Um 8:15h stand ich bei der Polizistin der FELCC auf der Matte. Mein Zeugnis war fertig. Wie eigenartig. Es hatte einen Fehler in meiner Reisepassnummer. Wie normal. Zum Glueck konnte der Fehler schnell (in 45 Minuten) behoben werden und ich konnte mich auf den Weg zum letzten Punkt auf meiner Liste machen. In der Migración zog ich eine Nummer, wartete eine Stunde, stand am Schalter, und… „Ne, also dieses Zeugnis wurde korrigiert und das muss auf der Rueckseite von der FELCC bestaetigt werden.“, sagte mir der junge Mann in der Migración. „Ausserdem wurde dieses Memorial vom Anwalt handschriftlich verbessert und das akzeptiert die Migración nicht.“. Der Anwalt hat die Tilden von „ñ“ handschriftlich geschrieben. Das geht nicht. Ich stand also da mit Wuttraenen in den Augen und fragte nach, ob es deren Ernst ist, dass ich nochmal zur FELCC fahren muss und mir ein neues Memorial besorgen muss, obwohl ich ja theoretisch alle Unterlagen zusammen hatte. Und ja, es war deren Ernst. Zwei Stunden spaeter hatte ich alles korrigiert und zog eine neue Nummer und wartete 1,5 Stunden. Wie man sich denken kann, war meine allgemeine Stimmung ziemlich schlecht und ich dachte, es kann alles nicht schlimmer kommen. Aber falsch gedacht. Beim zweiten Durchsehen meiner Dokumente fiel der Person auf, dass ganz dringend mein Originalvertrag zwischen mir, kulturweit und meiner Einsatzstelle benoetigt wird und dass meine notariell beglaubigte Karte unvollstaendig war. Ich schaffte es mit vor Wut zitternder Stimme zu sagen, dass ich meinen Originalvertrag selber brauche. „Ja, dann muessen Sie zur deutschen Botschaft gehen und den Originalvertrag beglaubigen lassen.“. Ganz einfach, verbrachte ich ja nur den ganzen Morgen und Mittag damit, in der Migración zu warten oder neue Dokumente zu besorgen – um am Ende nichts erreicht zu haben und weitere Tage Strafe bezahlen zu muessen, da ich ja immernoch illegal in Bolivien weilte. Wutschnaubend ueber diese Unverschaemtheiten verliess ich die Migración.
Ich konnte nicht fassen, dass ich den halben Tag verloren und nichts erreicht hatte.
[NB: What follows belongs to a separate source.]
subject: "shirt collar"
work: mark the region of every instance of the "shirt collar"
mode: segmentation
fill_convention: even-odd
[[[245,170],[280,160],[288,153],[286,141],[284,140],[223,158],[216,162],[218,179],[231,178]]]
Und das nur, weil die bolivianischen Behoerden ihre Willkuer einsetzen konnten wie sie wollten. Ich war, glaube ich, noch nie so wuetend wie an diesem Tag. Doch ich konnte mal wieder nichts an der Situation aendern. Meine Kollegen bemitleideten mich zwar kurz, mussten danach aber schnell ueber meine Verzweiflung schmunzeln. Sie sind diese Situationen in Behoerden gewoehnt. Hier werden naemlich nicht nur Auslaender so behandelt, sondern alle. „Todos somos igual ante la ley“ („Vor dem Gesetz sind wir alle gleich“) – ein Spruch, den man in jedem Laden und Restaurant findet. Wie schoen. Danke.
Nachdem ich das Wochenende ueber weitere Straftage gesammelt habe und meine Stimmung sich nicht merklich gebessert hat, ging ich also in die deutsche Botschaft, um meinen Vertrag beglaubigen zu lassen. Deutscher Boden, deutsche Preise. Aber was sollte ich machen… Nachdem ich beim Notar meine notarielle Karte vervollstaendigen lassen habe, sass ich also zum dritten Mal mit all meinen Dokumenten in der Migración. Und, man glaubt es kaum, sie waren vollstaendig und korrekt!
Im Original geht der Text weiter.